No. 19. -- Lafayette. -- Was organized on June 29, 1792, and was located in Hester Street near Bowery Lane. In 1813 she lay in First (Christie) Street; from 1823 to 1832 at Eldridge and Division Street; in 1834 in Elizabeth Street, near Grand, and after 1844 at 199 Christie Street. Among the first names on the roll in 1793 are those of James Bartine, George Brown, W. A. Hardenbrook, Smith Hicks, John Keyser, David Marsh, William Messerre, William Perrin, Cornelius Tier and Isaac Varian, Junior.
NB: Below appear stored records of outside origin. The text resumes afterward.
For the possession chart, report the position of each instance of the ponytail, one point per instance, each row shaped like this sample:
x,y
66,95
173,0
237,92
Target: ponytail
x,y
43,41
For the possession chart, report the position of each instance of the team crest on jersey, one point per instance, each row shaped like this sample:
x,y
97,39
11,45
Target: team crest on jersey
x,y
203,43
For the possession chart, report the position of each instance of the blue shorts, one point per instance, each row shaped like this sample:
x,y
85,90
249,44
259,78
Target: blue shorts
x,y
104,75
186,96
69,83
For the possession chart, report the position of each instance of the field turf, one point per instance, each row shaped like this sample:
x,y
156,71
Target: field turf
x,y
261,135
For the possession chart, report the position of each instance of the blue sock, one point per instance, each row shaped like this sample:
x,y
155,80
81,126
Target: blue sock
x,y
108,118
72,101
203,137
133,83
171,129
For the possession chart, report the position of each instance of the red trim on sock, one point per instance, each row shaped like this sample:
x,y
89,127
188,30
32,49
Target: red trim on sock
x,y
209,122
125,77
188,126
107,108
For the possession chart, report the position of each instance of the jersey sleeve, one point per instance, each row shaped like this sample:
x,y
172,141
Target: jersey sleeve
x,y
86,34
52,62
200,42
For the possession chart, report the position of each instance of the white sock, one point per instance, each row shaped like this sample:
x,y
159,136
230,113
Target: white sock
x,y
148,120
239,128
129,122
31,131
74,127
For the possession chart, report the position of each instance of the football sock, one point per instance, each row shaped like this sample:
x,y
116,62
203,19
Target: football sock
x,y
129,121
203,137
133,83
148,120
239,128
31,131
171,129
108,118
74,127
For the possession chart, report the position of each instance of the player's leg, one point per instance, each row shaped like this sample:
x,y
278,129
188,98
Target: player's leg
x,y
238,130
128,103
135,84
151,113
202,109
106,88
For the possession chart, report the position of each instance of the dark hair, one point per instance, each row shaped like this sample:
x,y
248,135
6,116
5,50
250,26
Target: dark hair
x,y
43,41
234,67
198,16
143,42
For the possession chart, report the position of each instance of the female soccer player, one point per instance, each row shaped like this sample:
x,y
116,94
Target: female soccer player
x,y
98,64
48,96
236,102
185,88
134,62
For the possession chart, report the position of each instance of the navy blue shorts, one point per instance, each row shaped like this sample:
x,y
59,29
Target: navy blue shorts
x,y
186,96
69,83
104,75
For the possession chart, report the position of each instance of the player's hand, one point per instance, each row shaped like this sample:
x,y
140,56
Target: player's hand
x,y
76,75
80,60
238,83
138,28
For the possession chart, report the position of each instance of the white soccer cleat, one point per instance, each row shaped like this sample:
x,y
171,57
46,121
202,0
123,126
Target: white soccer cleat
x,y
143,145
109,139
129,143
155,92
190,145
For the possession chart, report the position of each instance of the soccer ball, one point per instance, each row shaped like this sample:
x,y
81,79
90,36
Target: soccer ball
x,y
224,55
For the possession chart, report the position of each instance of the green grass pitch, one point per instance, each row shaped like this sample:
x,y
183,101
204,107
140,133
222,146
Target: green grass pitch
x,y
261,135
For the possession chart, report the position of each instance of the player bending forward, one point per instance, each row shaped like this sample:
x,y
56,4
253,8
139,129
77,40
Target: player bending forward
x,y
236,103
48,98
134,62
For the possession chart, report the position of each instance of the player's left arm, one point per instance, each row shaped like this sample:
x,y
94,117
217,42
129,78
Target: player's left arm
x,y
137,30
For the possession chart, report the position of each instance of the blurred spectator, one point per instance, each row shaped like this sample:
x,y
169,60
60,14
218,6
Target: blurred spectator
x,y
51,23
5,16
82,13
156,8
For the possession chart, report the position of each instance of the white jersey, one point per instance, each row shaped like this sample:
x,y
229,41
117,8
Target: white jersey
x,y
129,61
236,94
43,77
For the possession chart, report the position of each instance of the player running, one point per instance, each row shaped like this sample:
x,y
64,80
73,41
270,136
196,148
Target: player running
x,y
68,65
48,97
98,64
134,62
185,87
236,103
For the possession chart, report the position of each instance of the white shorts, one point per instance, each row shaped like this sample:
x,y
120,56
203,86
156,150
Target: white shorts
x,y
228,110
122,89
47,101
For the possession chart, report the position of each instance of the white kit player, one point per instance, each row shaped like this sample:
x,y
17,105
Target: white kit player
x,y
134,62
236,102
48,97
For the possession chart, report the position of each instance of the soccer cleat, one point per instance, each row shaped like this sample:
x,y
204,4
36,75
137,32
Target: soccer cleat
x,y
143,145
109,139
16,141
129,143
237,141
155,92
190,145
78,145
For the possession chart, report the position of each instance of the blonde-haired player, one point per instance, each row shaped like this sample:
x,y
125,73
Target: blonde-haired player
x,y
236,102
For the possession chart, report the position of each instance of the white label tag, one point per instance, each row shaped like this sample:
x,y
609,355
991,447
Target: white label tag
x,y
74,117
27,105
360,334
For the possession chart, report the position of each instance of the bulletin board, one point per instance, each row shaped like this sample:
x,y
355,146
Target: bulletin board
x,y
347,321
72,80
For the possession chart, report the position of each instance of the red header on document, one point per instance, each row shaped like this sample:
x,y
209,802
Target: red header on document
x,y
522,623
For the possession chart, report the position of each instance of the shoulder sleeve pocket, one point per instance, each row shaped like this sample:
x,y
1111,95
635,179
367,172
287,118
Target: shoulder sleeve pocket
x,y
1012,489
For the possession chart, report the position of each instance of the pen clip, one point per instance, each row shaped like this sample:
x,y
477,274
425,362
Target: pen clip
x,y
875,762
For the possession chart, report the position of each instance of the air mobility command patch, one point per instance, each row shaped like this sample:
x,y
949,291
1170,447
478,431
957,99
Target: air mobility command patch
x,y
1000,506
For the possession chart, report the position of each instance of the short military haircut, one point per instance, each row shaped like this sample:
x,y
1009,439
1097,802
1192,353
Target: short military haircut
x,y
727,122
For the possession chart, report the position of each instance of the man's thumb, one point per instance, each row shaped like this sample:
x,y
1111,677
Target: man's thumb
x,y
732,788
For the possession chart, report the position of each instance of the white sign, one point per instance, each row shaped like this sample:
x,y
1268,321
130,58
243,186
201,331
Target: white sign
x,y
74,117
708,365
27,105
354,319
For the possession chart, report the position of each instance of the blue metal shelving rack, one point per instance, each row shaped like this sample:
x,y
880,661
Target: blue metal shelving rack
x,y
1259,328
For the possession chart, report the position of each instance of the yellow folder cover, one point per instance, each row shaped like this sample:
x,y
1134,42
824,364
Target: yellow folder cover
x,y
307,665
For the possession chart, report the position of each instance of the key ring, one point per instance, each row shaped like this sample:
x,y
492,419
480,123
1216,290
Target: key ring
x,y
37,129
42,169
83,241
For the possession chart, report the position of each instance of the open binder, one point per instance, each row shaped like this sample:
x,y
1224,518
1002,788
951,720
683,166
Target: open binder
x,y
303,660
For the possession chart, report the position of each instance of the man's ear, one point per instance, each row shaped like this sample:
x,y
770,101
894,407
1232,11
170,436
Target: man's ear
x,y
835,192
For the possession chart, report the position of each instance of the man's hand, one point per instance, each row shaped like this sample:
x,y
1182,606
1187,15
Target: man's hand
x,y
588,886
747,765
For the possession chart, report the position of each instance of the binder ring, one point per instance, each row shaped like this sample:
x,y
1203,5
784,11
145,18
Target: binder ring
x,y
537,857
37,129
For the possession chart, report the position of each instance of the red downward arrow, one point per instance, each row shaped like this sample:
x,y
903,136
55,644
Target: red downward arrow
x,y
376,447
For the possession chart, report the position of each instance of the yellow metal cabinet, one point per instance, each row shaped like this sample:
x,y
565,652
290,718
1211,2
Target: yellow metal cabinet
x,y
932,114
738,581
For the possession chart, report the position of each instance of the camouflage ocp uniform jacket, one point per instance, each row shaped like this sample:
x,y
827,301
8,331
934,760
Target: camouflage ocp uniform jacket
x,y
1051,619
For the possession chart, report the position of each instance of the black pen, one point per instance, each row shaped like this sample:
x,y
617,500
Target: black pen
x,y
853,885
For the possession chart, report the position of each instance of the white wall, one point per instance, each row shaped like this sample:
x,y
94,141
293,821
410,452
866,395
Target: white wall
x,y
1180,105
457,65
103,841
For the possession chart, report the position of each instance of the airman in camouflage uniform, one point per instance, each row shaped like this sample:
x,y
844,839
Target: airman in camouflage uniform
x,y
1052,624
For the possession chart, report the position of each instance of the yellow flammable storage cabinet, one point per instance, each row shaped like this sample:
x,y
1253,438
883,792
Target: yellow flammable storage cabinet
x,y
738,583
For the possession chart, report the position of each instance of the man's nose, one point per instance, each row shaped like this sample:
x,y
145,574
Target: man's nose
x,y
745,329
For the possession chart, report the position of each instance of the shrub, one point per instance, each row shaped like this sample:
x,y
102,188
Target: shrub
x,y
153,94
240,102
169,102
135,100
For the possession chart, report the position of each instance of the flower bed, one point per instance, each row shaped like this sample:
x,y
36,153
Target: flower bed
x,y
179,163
At other times there were Thomas White, Zeno Weeks, 1793; John Whitehead, 1796; Simon Demarest, 1793; George T. Dominick, 1794; Thomas Johnson, 1796; John Pell, 1794; Joseph Owen Bogart, 1798; Albert Kennard, 1799; Robert Leaman, 1797; William D. Vermilyea, 1797; Jacob Freeman, 1800; Thomas Bashford, 1805; James Brown, Josiah Cox, George Hyde, Jacob Lobb, Henry Lownsbury, John Ricard, and William Ryan, 1800; Thomas Austin, 1807; John Enikis, 1806; Andrew Pessenger, resigned 1807; Oliver Hicks, 1807; Leonard Kline, resigned 1807; Charles Nash, Hyer Somerindyke, Richard Van Voorhis, Jacob Weeks, 1807; Edmund Fisher, George Aaron Fritz, Michael Crawbuck, 1809; Elnathan Underhill, 1808; Thomas Winship, 1809; Dennis Croft, 1810; William Doughty, 1810; Thomas Holmes,1811; Thomas Truslow, George Armpits, Abraham Fisher, Thomas Foster, George F. Harper, Joseph Hyde, James Reynolds, Jacob Van Pelt, 1812; and Henry Willett, 1812; William Matthews and Henry Pessenger, 1815.
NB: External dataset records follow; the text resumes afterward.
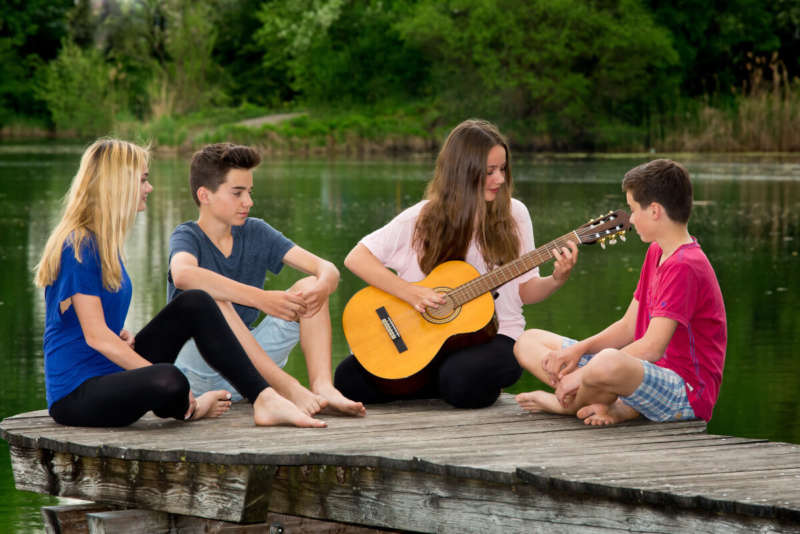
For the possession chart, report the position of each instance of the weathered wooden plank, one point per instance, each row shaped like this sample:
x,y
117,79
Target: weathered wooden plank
x,y
432,503
212,491
70,518
519,471
129,521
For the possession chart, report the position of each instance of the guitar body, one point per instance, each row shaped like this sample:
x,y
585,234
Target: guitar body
x,y
392,340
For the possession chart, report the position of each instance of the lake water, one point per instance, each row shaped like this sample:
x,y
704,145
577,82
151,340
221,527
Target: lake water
x,y
747,218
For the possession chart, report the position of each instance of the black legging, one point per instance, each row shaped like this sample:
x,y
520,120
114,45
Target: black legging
x,y
470,377
119,399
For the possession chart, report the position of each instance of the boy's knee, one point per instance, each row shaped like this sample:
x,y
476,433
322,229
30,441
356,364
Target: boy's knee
x,y
193,300
304,283
605,368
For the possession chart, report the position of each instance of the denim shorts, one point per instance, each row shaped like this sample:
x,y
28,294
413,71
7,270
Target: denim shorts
x,y
660,397
276,336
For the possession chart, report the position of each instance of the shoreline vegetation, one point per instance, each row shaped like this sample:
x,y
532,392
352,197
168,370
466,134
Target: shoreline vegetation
x,y
358,78
762,120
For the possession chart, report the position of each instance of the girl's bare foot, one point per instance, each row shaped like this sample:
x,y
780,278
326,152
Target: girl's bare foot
x,y
339,402
212,404
540,401
271,409
607,414
308,402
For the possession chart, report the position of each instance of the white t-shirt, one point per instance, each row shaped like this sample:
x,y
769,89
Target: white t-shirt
x,y
392,245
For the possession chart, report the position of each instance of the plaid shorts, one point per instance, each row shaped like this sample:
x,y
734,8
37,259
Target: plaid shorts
x,y
660,397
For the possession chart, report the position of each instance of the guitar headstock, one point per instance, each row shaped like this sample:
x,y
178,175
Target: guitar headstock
x,y
605,228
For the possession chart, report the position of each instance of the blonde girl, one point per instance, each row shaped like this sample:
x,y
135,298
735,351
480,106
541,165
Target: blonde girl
x,y
97,373
468,214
On December 16, 1793, the company petitioned the Common council for an increase of two members, on the ground that "from the remote situation of the said engine from the body of the city they find it difficult to transport the engine." The petition was granted.
In 1823 we find the company with twenty-six men on the roll. In later year there belonged to No. 19, Philip E. Heiser, broker, 1850; George R. Nicholl, attorney, 1850; Robert A. Coffin, who kept a hotel in Division Street in 1850; Isaac B. Ostrander, accountant, 1850; John B. Miller, merchant of 22 Stanton Street, 1852; Jesse Rodman, merchant of 59 Hester Street, 1852. The company was disbanded in 1865.
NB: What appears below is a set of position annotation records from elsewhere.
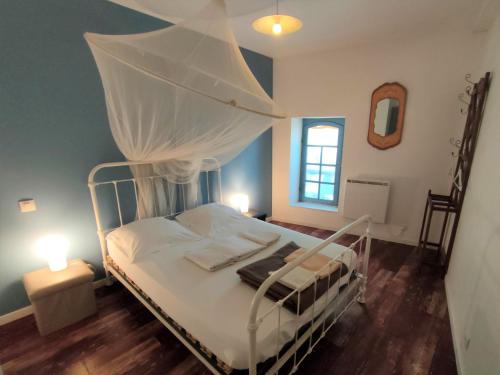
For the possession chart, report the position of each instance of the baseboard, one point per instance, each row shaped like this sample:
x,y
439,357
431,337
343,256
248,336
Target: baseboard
x,y
28,310
404,241
15,315
454,333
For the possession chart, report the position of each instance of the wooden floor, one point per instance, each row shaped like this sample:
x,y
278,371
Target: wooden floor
x,y
402,329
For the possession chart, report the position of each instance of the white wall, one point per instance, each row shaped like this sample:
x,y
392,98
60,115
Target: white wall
x,y
473,280
340,83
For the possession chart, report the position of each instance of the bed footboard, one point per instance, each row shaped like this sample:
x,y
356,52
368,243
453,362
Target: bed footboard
x,y
324,311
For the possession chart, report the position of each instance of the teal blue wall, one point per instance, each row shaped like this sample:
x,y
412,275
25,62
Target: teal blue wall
x,y
54,129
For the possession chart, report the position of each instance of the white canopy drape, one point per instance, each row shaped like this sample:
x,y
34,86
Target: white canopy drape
x,y
178,96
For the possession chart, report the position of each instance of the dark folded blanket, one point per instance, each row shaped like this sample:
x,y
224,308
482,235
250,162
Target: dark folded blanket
x,y
254,274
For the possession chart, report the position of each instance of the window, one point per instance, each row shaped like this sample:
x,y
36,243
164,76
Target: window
x,y
321,158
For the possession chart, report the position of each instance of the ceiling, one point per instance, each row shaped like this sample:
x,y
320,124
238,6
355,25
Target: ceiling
x,y
330,24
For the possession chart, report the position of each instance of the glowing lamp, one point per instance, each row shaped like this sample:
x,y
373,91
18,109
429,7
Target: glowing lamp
x,y
277,28
240,202
278,24
54,249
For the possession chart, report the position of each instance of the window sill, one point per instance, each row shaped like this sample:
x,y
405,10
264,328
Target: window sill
x,y
315,206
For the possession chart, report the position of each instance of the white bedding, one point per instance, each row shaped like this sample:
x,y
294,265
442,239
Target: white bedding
x,y
214,306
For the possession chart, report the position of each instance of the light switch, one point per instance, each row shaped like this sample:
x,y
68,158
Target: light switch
x,y
27,205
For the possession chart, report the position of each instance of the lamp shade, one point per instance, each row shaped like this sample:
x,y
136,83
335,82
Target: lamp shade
x,y
278,24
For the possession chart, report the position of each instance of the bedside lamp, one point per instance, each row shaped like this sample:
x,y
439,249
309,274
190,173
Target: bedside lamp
x,y
54,248
240,202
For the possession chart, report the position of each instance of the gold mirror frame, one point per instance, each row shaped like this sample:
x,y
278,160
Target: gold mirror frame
x,y
392,90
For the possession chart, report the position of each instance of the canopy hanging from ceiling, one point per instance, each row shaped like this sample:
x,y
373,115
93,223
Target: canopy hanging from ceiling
x,y
181,95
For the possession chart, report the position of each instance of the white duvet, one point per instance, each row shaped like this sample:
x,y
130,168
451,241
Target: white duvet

No. 20. -- Washington. -- this company was organized on June 25, 1792, and first located in Greenwich Street, at what used to be called the new Albany Pier. Among its first members were the following: Jacob Abrams, William Barton, Peter Black, Daniel Burges, John Dawson, John Ellsworth, Abraham Labagh, Michael Lavrere, William Post, Moses Roff, Thomas Smith, Isaac J. Stagg, Isaac Torboss, Paul Vandewater, Peter Van Houten, George Walgrave, Joseph Webb, George Smith, William Alburtis, Alexander Campbell, Abraham Rich, Henry Ridabock, Arthur Smith, Jacob Berry, Amaziah Dusenburg, John Evans, Benjamin Everston, Anthony Glean, Elias Hatfield. Also Edmund Livingston, Thomas Rich, Thomas Taylor, Joseph Thompson, Cornell Compton, David Covert, John Day, John Evans, Isaac Little, Geo. Lord, Geo. Smith, Paul Vandevoort, Stephen Callow, John Disbrow, Nevington Greenard, Henry J. Kip, John J. Labagh, David Pullis, John Webb, Jacob Crigier, Louis Decker, Benjamin J. Hendrickson, Gilbert B. Mott, Luke Torboss, William J. Van Allen, Peter Aymar, Peter Ely, William Timpson, William Guest, William McKinney, Samuel Ward, Garrett Cosine, and Allen Frost, Thomas Chisholm, Jac. Cram, Reuben Knapp, Robert Gordon, Charles O'Neil, Samuel G. Pearsall and John M. Reed, Wm. Brown, Thomas Rose, Jacob Day, Thomas Joralemon, Richard Ryan, Robert Stewart, John Tallman, Henry Banker, Peter Bushes, William Cooper, and Henry Buckle, William Torboss, William Bull, William Butler, William Blakely, James Durbrow, John Guest, Peter Aymar, Thomas Ronalds, Alex. Wiley, Thos. Hopper, Peter Wilson, Thos. Kidney, B. Sanford, Robert Wiley.
In 1813 the company was located "at the Albany Basin;" in 1832, at 126 Cedar Street; in 1846, at 3 Temple Street; after 1861, at 100 Cedar Street. The company was disbanded in 1865.